Ringfort (Rath), Lickeen, Co. Clare
Co. Clare |
Ringforts
On the northern shore of Lickeen Lough in County Clare, a low oval earthwork sits on south-facing rough grazing land, largely uncleared and easy to overlook.
What makes this particular site quietly interesting is precisely how much it has dissolved back into the landscape. The banks survive to a maximum height of just 0.4 metres, and in places they have been worn down to little more than a scarp in the ground, a faint ridge that the eye has to be trained to read. It appears on the 1916 Ordnance Survey six-inch map, marked with hachures, the short radiating lines surveyors used to indicate a raised or embanked feature, and was catalogued in the Record of Monuments and Places in 1996, where its character was considered ambiguous enough to classify it simply as an enclosure rather than a definitive ringfort.

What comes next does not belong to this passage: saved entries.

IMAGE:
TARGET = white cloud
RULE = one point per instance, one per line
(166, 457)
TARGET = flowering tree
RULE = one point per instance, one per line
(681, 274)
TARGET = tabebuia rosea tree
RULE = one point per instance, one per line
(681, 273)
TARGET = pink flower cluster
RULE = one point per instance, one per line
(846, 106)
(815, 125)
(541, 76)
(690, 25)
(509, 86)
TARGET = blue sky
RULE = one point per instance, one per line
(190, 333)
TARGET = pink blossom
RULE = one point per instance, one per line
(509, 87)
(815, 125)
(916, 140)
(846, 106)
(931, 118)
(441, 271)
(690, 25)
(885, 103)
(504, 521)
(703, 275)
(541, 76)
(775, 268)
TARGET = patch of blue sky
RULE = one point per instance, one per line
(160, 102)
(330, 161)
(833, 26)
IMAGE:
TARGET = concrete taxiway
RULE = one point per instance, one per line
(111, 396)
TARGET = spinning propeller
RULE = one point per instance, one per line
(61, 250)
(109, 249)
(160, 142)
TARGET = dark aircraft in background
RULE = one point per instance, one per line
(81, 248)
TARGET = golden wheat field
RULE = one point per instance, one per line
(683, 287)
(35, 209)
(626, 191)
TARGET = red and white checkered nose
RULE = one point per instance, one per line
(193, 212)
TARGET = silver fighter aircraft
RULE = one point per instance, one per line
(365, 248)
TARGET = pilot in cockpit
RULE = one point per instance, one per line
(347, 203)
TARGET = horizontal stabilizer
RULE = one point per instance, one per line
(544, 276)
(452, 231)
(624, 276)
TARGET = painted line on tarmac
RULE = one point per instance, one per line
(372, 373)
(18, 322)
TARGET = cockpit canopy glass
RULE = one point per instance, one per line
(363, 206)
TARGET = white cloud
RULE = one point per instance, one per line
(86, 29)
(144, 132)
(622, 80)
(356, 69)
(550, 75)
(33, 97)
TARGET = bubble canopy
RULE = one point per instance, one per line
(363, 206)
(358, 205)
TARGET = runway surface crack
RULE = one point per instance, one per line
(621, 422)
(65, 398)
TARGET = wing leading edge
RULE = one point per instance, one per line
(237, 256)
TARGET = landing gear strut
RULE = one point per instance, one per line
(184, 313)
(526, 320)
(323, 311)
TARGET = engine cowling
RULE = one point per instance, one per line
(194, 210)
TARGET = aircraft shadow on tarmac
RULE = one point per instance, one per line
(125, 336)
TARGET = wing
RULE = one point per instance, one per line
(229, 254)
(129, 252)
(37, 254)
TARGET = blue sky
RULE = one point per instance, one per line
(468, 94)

A ringfort, sometimes called a rath, was the most common form of rural settlement in early medieval Ireland, typically a circular or oval area enclosed by one or more earthen banks and ditches, used as a farmstead and to protect livestock. This example at Lickeen is oval, measuring roughly 44 metres north to south and 39.5 metres east to west. Its layout is more complex than a single bank, comprising an inner bank, a flat berm (the level strip of ground between the two banks, here widest at the north-north-west at 3.5 metres), and an outer bank beyond that. At the northern side, where the outer bank is best preserved, there appears to be a causeway, though its eastern portion has been cut through by a later field boundary, leaving the entrance arrangement incomplete and speculative. That same process of later agricultural use has further altered the interior: two parallel field boundaries running north to south create a narrow strip, between three and seven metres wide, now planted with trees.
The site sits on sloping ground with open views southward across the lough, though higher ground closes in on the other sides, which would have limited its visibility from a distance. The rough grazing around it has not been cleared, which has both preserved the earthworks from ploughing and made them harder to distinguish from the surrounding terrain.